Le nozze tra Rut e Booz segnano il superamento di una barriera: la moabita non solo è una donna che risiede in Israele, che ha il diritto di spigolare, ma anche degna di vivere una maternità che la fa entrare a pieno titolo nella storia del popolo ebraico. Le nozze sono accompagnate da molteplici auguri di fecondità e sono seguite dalla nascita di un maschietto, Obed, che sarà il padre di Iesse e il nonno di Davide. Questo bambino non è solo il frutto di un’unione che restituisce dignità a una donna, Rut, così provata dal lutto, dalla vedovanza e dall’itineranza, ma rappresenta anche la fonte della guarigione di Noemi dalla sua amarezza perché, come dicono le donne, il bambino appare come «consolatore e sostegno della sua vecchiaia» (Rt 4,15). Questo evento che per Noemi rimette in circolo la vita è frutto della misericordia di sua nuora che viene descritta dalle altre donne come colei che ama sua suocera e che vale per lei «più di sette figli» (Rt 4,15).

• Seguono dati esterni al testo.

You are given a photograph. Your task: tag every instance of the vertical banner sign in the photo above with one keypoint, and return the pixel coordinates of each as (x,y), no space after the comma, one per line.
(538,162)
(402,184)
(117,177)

Una delle madri del Messia
La grandezza di Rut non sta nelle armi della seduzione, ma nella potenza dei suoi atti di ḥesed (amore fedele), atti che contengono un elemento di grazia o generosità oltre il dovere morale, legale o familiare. Questa grandezza le permette di entrare a pieno titolo tra le madri del Messia (cf. Mt 1,5). In uno spazio dedicato agli uomini, come la genealogia, Matteo dà accesso alle donne e, oltre a Maria la madre di Gesù, menziona altre quattro donne: Tamar, che in modo poco ortodosso cerca di avere un figlio per far rispettare la legge del levirato; Racab, la prostituta di Gerico che dà asilo agli esploratori di Israele; Betsabea, moglie prima di Uria l’Hittita e poi di Davide che lo uccide per sposarla, e dalla quale nascerà Salomone; e Rut che, con totale dedizione e in spirito di grande solidarietà, mostra che il cuore della Legge è la prossimità. Maestra in umanità, questa straniera contribuisce all’edificazione del popolo d’Israele (come gli anziani avevano augurato a Booz, cf. Rt 4,11), ma anche del popolo della nuova alleanza. Suo figlio Obed sarà il nonno di Davide, re dalla cui discendenza proviene il Messia, che è il «Signore di tutti» (At 10,36)
Rut ci insegna a guardare alla storia con ampiezza e ci insegna l’arte della custodia delle persone che ci sono accanto, andando al di là delle rassegnazione e delle paure con la forza della fedeltà. Sapremo anche noi, nei nostri contesti multietnici, tessere alleanze fedeli perché la trama della storia si rafforzi grazie a un nuovo fermento di solidarietà e prossimità?